Sogno Insperato: Talking Art and Football on Radio 12to12
From the Ultras Stand to the Curatorial Table
On March 29th, I had the pleasure of joining the podcast Sogno Insperato. Incursioni tra calcio e arte, hosted as part of Radio 12to12, a 24-hour live broadcast by Fuorisedia for the CLOSER festival—a contemporary art program inspired by the legacy of Guglielmo Marconi.
Together with Roberto Colozza, Cristiano Carotti, and Giovanni De Cataldo, I was invited by Emanuele Rinaldo Meschini and Jacopo de Blasio to reflect on how football intersects with artistic and research-based practices.
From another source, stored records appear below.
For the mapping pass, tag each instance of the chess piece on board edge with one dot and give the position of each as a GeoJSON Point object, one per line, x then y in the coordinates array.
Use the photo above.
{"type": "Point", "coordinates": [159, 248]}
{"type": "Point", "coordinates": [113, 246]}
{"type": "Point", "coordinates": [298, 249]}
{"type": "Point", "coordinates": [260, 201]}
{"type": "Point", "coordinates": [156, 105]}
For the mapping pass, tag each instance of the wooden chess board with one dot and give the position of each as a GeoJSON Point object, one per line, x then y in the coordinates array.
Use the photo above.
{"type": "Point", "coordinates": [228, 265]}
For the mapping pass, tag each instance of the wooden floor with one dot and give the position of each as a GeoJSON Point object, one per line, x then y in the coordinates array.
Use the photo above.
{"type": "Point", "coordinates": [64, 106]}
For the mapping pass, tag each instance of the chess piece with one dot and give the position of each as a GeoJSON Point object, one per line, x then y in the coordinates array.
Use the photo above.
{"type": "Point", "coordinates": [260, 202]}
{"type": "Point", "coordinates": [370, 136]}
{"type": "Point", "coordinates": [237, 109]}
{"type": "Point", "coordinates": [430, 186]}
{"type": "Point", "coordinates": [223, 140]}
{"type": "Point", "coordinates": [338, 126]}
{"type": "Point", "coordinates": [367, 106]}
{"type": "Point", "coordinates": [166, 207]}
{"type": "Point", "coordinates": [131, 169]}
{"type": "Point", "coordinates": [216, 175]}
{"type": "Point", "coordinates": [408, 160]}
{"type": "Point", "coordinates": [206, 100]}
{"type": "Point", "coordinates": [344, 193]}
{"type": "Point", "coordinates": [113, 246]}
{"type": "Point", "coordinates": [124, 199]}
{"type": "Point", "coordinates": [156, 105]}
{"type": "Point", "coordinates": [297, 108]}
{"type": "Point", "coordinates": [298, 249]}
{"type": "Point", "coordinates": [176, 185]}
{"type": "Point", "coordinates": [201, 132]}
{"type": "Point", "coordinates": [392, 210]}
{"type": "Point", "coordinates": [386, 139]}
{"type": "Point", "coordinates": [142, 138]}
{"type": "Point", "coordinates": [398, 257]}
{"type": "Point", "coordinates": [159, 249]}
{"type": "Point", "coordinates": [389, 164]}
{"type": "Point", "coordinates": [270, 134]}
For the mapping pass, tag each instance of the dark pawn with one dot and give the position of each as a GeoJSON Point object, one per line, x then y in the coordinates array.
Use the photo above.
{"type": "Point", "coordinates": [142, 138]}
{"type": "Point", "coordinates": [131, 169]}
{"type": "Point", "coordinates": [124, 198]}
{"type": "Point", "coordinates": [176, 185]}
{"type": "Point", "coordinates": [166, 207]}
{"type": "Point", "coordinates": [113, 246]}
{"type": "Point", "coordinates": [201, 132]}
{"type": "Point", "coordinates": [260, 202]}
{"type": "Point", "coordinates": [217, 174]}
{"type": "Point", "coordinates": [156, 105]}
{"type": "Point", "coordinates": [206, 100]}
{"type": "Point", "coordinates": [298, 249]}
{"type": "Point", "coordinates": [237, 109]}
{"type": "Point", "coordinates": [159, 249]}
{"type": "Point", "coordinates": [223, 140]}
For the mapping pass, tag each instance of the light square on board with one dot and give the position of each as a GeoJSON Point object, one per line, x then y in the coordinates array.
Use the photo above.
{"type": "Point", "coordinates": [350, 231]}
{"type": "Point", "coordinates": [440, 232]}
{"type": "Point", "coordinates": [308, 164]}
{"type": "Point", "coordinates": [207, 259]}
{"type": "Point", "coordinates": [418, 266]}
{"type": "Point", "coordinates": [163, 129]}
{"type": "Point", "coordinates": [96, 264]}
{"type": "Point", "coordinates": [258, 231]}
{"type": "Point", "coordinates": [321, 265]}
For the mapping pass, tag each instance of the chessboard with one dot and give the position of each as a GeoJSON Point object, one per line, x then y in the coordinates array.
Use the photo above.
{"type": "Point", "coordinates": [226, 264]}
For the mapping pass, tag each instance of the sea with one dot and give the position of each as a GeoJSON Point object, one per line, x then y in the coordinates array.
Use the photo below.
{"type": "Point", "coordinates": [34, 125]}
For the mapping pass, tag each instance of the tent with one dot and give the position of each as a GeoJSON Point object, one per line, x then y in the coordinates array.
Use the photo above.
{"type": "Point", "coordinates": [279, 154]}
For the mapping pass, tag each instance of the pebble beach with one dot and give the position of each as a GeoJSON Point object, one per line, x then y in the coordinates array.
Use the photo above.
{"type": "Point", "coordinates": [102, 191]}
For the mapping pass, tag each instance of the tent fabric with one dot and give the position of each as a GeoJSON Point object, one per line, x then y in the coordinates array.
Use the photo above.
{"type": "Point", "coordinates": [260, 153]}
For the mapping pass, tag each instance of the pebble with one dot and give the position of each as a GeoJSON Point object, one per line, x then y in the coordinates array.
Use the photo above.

The conversation flowed freely, with all the contradictions and beauty that football always brings with it—ritual, symbolism, violence, choreography, community, and myth.
During the podcast, I spoke about my long-term photographic project Ultras Youth, which investigates the visual identity and ritual grammar of ultras communities across continents. I also had the opportunity to share insights from Art and Football, the curatorial platform I created to explore the connection between contemporary art and football culture.
We discussed ultras not just as fans but as cultural agents, capable of producing aesthetics, politics, and alternative narratives. I believe that football—like art—is a language of complexity, and any attempt to study it must go beyond cliché and sensationalism.
The title “Sogno Insperato” (“An Unexpected Dream”) was inspired by a quote from Cesare Benedetti, a Roma midfielder and painter trained by de Chirico. It perfectly encapsulates how football, like painting, can give unexpected shape to inner desires and trajectories we never imagined possible.